LOCAL CARE: A comprehensive national welfare system reduces incentives for private life insurance. Indeed, the benefits available to public sector workers are extensive. Bruneians and permanent residents that work in the private sector also receive comprehensive benefits. In addition to full health care coverage, the state offers a generous pension scheme from the age of 60. The 2012-13 budget emphasises public welfare, and Minister of Finance II, Pehin Dato Abdul Rahman Ibrahim, called for an additional BN$40.9m ($31.85m) to boost health care provision.

These provisions have not hurt the local life insurance market. “Customers like to have choices, make their own decisions and enjoy timely services,” Peter Lim, general manager of AIA, told OBG. However, as the welfare system grows, costs are likely to rise, and the government may look to the private sector to increase its input. With life expectancy at 77.7 years and more of the labour force retiring, the dependency ratio and percentage of retired citizens will rise, increasing pressure on the welfare system.

NEW SCOPE: One bright prospect for local life insurers is the government’s drive to encourage personal savings and lower personal debt. In 2005 the Ministry of Finance issued a directive that by 2010 personal loans should not exceed 30% of a bank’s total loan portfolio. Another regulation set credit limits for individual borrowers at 12 times their gross monthly salary, with the repayment period capped at six years. The ministry also set limits on credit card use, including a minimum age of 21 and a monthly salary of at least BN$500 ($390).

The industry sees these measures as a cue to increase its operations. Despite comprehensive national health care, AIA, which saw healthy growth in premiums across its portfolio in the last two years, sees opportunities to widen its role in the health insurance segment via new innovative and affordable products. The firm offers competitive premiums priced from BN$150-260 ($ 117-203) per month. It is able to keep premiums competitive and its health line profitable with a low claims rate and few payouts for permanent disability or mortality.

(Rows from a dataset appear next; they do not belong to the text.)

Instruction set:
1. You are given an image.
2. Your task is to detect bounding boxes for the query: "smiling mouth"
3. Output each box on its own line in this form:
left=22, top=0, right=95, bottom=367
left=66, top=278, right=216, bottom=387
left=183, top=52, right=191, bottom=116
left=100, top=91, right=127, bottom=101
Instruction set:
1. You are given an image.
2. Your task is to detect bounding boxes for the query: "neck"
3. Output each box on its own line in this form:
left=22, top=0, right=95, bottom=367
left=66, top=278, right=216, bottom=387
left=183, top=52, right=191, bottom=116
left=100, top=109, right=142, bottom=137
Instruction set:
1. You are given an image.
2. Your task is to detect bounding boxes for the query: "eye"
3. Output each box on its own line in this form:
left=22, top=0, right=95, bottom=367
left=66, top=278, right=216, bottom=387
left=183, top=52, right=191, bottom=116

MORE MARKET GROWTH: Retirement planning may also be a major growth area in the coming years. In 2010 the Ministry of Finance introduced the supplemental contributory pension (SCP) to boost the existing old age pension, under which nationals and permanent residents receive BN$250 ($195) per month from the age of 55. The new SCP, compulsory for all employees in the public and private sectors, provides an additional BN$150 ($117) per month upon retirement at the age of 60. The minimum contribution for SCP is BN$17.50 ($13.60) or 3.5% of the monthly salary starting at a minimum wage of BN$500 ($390) per month. For salaries below this threshold, the government will make up the shortfall. The maximum contribution is BN$98 ($76) per month based on a salary of BN$2800 ($2180).

While the SCP will boost personal savings, it is mainly aimed as a safety net for poorer citizens and as a means for encouraging responsible saving. As such, private life insurers may have opportunities to market pension products to citizens in middle and higher income ranges. Life insurers have been pushing their products strongly over the last three years, and bancassurance has become an increasingly prominent vehicle for marketing products. Life insurers have been marketing their products strongly over the last three years, and bancassurance is an increasingly prominent vehicle for marketing products to meet customers saving and production needs. Lim expects that bancassurance will account for about 20% over the long term, with the rest distributed via agency channels.